The two dominant narratives on the state of the Indian economy – one centred on growth and the other on poverty – are in a constant state of conflict. In this article, Maitreesh Ghatak, Professor of Economics at the London School of Economics, argues that we need to move beyond the stale growth-versus-redistribution debate and focus on economic mobility through investments in human capital.
It seems that our economic policy debate is forever stuck in a rather tedious jugalbandi between two dominant narratives on the state of the Indian economy. One centres on growth and the other on poverty. Anytime one camp talks of double-digit growth and catching up with China, the other points out that India fares worse than sub-Saharan Africa or a relatively poor neighbouring country like Bangladesh in certain social indicators. Every upbeat story about India’s growing economic clout seems to be inevitably accompanied by sad string chords bemoaning the abysmal state of India’s social indicators.

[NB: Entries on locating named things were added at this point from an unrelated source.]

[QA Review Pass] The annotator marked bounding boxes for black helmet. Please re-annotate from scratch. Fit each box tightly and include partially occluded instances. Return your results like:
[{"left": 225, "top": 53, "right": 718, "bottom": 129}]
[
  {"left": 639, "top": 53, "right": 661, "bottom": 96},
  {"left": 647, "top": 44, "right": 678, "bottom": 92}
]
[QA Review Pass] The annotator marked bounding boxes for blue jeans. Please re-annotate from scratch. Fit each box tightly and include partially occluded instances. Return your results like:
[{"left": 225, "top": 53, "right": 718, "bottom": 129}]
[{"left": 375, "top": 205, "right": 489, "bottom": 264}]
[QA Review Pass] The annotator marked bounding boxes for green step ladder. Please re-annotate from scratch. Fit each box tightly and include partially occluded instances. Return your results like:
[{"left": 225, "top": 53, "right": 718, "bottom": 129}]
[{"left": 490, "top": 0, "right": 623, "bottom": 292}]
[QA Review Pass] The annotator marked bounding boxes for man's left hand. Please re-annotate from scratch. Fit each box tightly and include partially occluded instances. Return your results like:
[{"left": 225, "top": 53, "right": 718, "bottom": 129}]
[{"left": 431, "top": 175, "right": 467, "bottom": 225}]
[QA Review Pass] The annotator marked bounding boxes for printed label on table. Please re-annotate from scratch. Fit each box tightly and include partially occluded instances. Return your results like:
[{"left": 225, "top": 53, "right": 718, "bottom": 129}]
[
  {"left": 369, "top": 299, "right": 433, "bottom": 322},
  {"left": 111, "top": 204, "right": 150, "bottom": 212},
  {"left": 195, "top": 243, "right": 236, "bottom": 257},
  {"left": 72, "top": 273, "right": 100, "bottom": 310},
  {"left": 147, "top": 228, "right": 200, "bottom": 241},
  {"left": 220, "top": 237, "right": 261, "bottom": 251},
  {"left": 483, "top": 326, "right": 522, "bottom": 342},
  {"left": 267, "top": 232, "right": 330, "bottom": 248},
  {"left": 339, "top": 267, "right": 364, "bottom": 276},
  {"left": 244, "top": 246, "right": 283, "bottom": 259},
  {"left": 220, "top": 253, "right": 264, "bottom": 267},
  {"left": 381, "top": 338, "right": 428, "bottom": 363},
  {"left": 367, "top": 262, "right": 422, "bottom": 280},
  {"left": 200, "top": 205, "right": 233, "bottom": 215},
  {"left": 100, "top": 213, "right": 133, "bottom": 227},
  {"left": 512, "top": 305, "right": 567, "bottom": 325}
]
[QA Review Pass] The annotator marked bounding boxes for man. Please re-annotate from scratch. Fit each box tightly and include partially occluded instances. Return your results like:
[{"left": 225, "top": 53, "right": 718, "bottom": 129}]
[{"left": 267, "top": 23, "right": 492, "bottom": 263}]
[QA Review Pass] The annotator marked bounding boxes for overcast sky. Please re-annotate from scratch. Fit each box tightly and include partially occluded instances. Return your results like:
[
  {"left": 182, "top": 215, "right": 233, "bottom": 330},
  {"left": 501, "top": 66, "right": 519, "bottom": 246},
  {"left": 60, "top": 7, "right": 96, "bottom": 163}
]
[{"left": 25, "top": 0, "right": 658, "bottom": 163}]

Growth versus redistribution
As with any debate, each side ends up caricaturing the other. Any mention of poverty or human development and you will be called a jholawalla or a socialist who somehow does not understand the magical power of growth to lift people out of poverty or has a vested interest in keeping the poor in poverty (perhaps to attract NGO funds!). Any mention of growth or reform, and you are likely to be called neo-liberal or free-marketeer or to paraphrase a recent political slogan, a suit-bootwalla who is lobbying for reforms that will only help big corporations make more profits at the expense of the poor, who either does not care about poverty or believes in the voodoo economics of trickle down.

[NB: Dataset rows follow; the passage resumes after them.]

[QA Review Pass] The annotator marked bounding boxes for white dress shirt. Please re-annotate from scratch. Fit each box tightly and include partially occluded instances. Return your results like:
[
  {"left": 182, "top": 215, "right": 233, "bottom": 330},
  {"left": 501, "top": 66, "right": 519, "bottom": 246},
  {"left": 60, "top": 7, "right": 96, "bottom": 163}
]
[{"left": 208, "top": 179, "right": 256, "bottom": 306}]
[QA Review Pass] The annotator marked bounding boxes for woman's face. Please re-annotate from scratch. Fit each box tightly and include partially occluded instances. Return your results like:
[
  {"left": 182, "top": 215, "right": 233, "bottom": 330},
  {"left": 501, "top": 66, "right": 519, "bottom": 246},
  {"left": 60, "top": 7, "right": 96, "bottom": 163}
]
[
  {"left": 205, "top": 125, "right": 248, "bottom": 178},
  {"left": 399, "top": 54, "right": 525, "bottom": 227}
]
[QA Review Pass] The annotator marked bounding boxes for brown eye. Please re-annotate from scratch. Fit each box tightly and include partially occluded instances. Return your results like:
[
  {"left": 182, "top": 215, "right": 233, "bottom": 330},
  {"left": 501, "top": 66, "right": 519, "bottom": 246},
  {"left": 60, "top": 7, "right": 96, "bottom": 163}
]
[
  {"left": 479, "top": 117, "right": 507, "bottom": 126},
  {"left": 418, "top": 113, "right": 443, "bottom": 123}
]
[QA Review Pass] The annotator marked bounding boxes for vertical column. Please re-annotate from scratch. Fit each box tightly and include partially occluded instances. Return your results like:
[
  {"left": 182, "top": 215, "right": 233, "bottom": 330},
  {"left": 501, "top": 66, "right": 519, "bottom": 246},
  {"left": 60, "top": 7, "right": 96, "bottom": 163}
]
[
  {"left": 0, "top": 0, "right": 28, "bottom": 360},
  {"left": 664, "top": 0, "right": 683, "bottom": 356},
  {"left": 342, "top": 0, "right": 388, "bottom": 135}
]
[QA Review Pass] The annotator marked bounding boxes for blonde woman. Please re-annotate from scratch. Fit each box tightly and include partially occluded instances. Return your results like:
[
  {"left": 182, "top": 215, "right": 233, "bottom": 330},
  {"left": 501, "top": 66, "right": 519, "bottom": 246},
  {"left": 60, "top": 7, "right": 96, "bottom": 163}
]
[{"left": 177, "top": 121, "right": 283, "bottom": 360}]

In theory, differences in these two narratives could reflect differences in goals or priorities. However, in the Indian context, it is rare to find an economist or commentator who espouses growth for growth’s sake or with no mention, however cursory, of its role in reducing poverty. For example, if one actually reads the books by Jagdish Bhawgati and Amartya Sen that formed the basis of the sizzling Sen-Bhagwati debate a few monsoons ago, it is clear both consider poverty alleviation as a key objective. Where they differ is in their views of how the economy works and what set of policies are likely to be the most effective in achieving the objective.
The problem with the growth-based narrative is that, while growth is necessary for poverty alleviation or improvements in social indicators, it is not sufficient. For example, take the dream growth rate of 10%. It will take 26 years of sustained growth of 10% per year in incomes (no country in history has had a quarter century of sustained double-digit growth!) to bring an Indian who is right on the poverty line up to merely the current level of per capita income, which is low by global standards to start with. Growth can bring achhe din1, but you would have to wait for a quarter of a century for even a glimmer of that!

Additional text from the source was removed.